Armed with my neighbor's hand sander, some 80 and 100 grit sandpaper and a (fairly) steady hand, I got working on removing the thin layer of stained and damaged wood ontop and all around the stereo cabinet late yesterday. See how it turned out under the cut...
This was the area with the most obvious damage ontop of the cabinet's lid. There was also a pretty noticeable layer of grime, dirt and residue from being exposed to the elements.
A couple hours later, I was done sanding the cabinet's exterior. I couldn't imagine how long this would have taken without the hand sander...
The backside was also lightly sanded, but I ran out of sandpaper, and I still have the interior to do, alongside removing some industrial adhesive, some loose staples and screws. But I can now say I'm really getting into the project as I've progressed from just planning to actually doing. Like exercise, the hardest part of doing this sort of project is just starting. Once you get going, it almost becomes an obsession.
Taking a break today, with a trip to the hardware store for more sandpaper and some comparison of stain colours.
I think the natural wood is very beautiful and a clear coat of poly will bring out it's color. No stain necessary. :)
view Laura's profile
Gregory--fantastic, the piece looks infinitely better already. Keep pushing that sandpaper grade higher and higher on your subsequent passes. Mike and I lacquered a couple of end tables thinking we had gone high enough but once the paint went on it revealed a multitude of scratchy swirls. D'oh!
Here's a quick guide:
40-60 Coarse Heavy sanding and stripping, roughing up the surface.
80-120 Medium Smoothing of the surface, removing smaller imperfections and marks.
150-180 Fine Final sanding pass before finishing the wood
220-240 Very Fine Sanding between coats of stain or sealer.
280-320 Extra Fine Removing dust spots or marks between finish coats
360-600 Super Fine Fine sanding of the finish to remove some luster or surface blemishes and scratches.
view ChrisToronto's profile
Wow, impressive.
view Pixie's profile
That looks fantastic! Keep going, I can't wait to see the finished product!
view sparkle's profile
I don't know what kind of wood that is -- teak? But, I actually did a remarkably similar job on a teak coffee table in November.

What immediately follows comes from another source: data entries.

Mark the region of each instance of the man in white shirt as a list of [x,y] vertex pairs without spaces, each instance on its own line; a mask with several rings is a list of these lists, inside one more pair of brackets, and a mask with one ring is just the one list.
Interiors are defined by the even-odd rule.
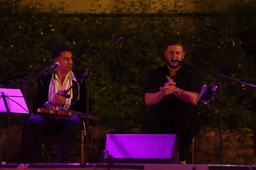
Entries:
[[[55,63],[59,62],[60,66],[52,74],[42,78],[39,82],[33,105],[34,113],[36,113],[37,108],[43,108],[57,110],[62,108],[85,113],[84,81],[79,82],[71,89],[68,93],[70,95],[69,98],[57,94],[68,89],[77,81],[71,70],[73,55],[70,48],[65,45],[56,46],[52,52],[52,58]],[[70,105],[76,101],[75,103]],[[67,163],[73,142],[82,128],[80,120],[75,116],[62,118],[38,114],[32,116],[28,123],[29,161],[41,162],[43,134],[63,132],[56,163]]]

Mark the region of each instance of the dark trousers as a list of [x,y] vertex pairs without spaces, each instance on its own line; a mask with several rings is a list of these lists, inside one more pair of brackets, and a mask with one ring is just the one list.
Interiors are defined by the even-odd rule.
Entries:
[[180,161],[185,160],[193,138],[198,130],[197,116],[189,111],[179,111],[169,114],[148,114],[144,117],[142,122],[143,133],[177,135]]
[[42,144],[43,135],[63,133],[58,153],[56,163],[67,163],[73,142],[81,130],[80,120],[71,116],[66,119],[55,119],[35,115],[28,122],[28,144],[29,162],[42,162]]

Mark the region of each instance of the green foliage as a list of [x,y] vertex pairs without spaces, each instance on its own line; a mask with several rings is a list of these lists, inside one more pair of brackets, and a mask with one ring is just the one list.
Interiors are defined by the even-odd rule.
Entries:
[[[193,3],[196,6],[198,1]],[[230,8],[238,12],[255,9],[255,1],[240,1]],[[92,2],[88,14],[79,15],[63,14],[65,4],[60,8],[51,3],[1,0],[0,87],[51,65],[51,52],[56,44],[71,47],[73,70],[81,73],[122,36],[124,40],[91,71],[90,84],[91,114],[101,118],[99,124],[120,133],[140,126],[148,109],[143,99],[148,72],[164,64],[164,45],[171,37],[183,40],[186,61],[256,84],[254,13],[183,15],[186,11],[179,0],[171,8],[161,0],[117,2],[112,14],[102,15],[93,14],[95,7],[102,9],[103,14],[108,8],[98,0]],[[30,107],[38,79],[28,82]],[[218,79],[203,77],[209,84],[218,84]],[[224,128],[256,130],[255,89],[224,80]],[[200,106],[203,128],[218,125],[215,101],[212,108]]]

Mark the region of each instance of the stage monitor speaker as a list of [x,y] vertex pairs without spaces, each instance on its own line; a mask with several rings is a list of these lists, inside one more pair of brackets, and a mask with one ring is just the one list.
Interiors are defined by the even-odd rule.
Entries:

A couple of coats of mineral oil will bring out the natural beauty of the wood and will make it look gorgeous. An added benefit is that, unlike stain, if in the future you get a watermark or other imperfection that you want to remove, you can lightly sand it out, hit the effected area with some more mineral oil and not have to worry about overlapping with stain.
view Doug's profile
I meant not have to worry about overlapping, like one has to do with stain.
view Doug's profile
Just to clarify, I am thinking of staining the piece to closer match and compliment the other rosewood stereo cabinet we have. But I love all this advice and insight you're giving me, since this is the first time I've tried to refinish something large like this. Thanks everyone!
view gregory's profile
I guess I need a sander--because I've been refinishing a piece by hand and it's killing me!
view Christine (the one in DC)'s profile
Christine - oh my! Life's too short for that! You can get a name-brand palm sander for $30 at Home Depot.
view jes's profile
WOW. that looks AWESOME.
view olya's profile
Chris, thank you for the advice!
view olya's profile
Christine, if you get a sander, practice with it on some scrap wood first, and then wipe the wood with rubbing alcohol or paint thinner, to see how smoothly you sanded. ChrisToronto is right, with an orbital you have to be very careful you're not leaving swirl marks. I personally prefer to strip or use Peel-Away to take off paint, and then hand-sand.
Gregory, I can't see any water damage, but I can see a hint of the grain. It's going to look beautiful!
view greer's profile
Hey all. Good advice. I'll add to the mix -- Swirl marks can still be seen even if you use ultra-fine grit. Very often the real culprit is moving the orbital sander too fast across the workpiece, which will leave the dreaded swirlies. And the worst part is they may be more or less invisible UNTIL you put a coat of finish on it.
I'm a professional furniture maker, and I rarely sand finer than 220 grit. The most important thing is to make sure you sand thoroughly with each grit, removing the swirls left from the rougher one. Good luck!!
view LittlechairDesign's profile
Its looking awesome! I love doing projects like this. Do you find it hard doing this kind of restoration out of your apartment? I live in a small apartment near Boston and limit my projects to nice weather in the warm months :-( I can't wait to see how you finish it.
view M Waz's profile
Dammit, that's going to be beautiful!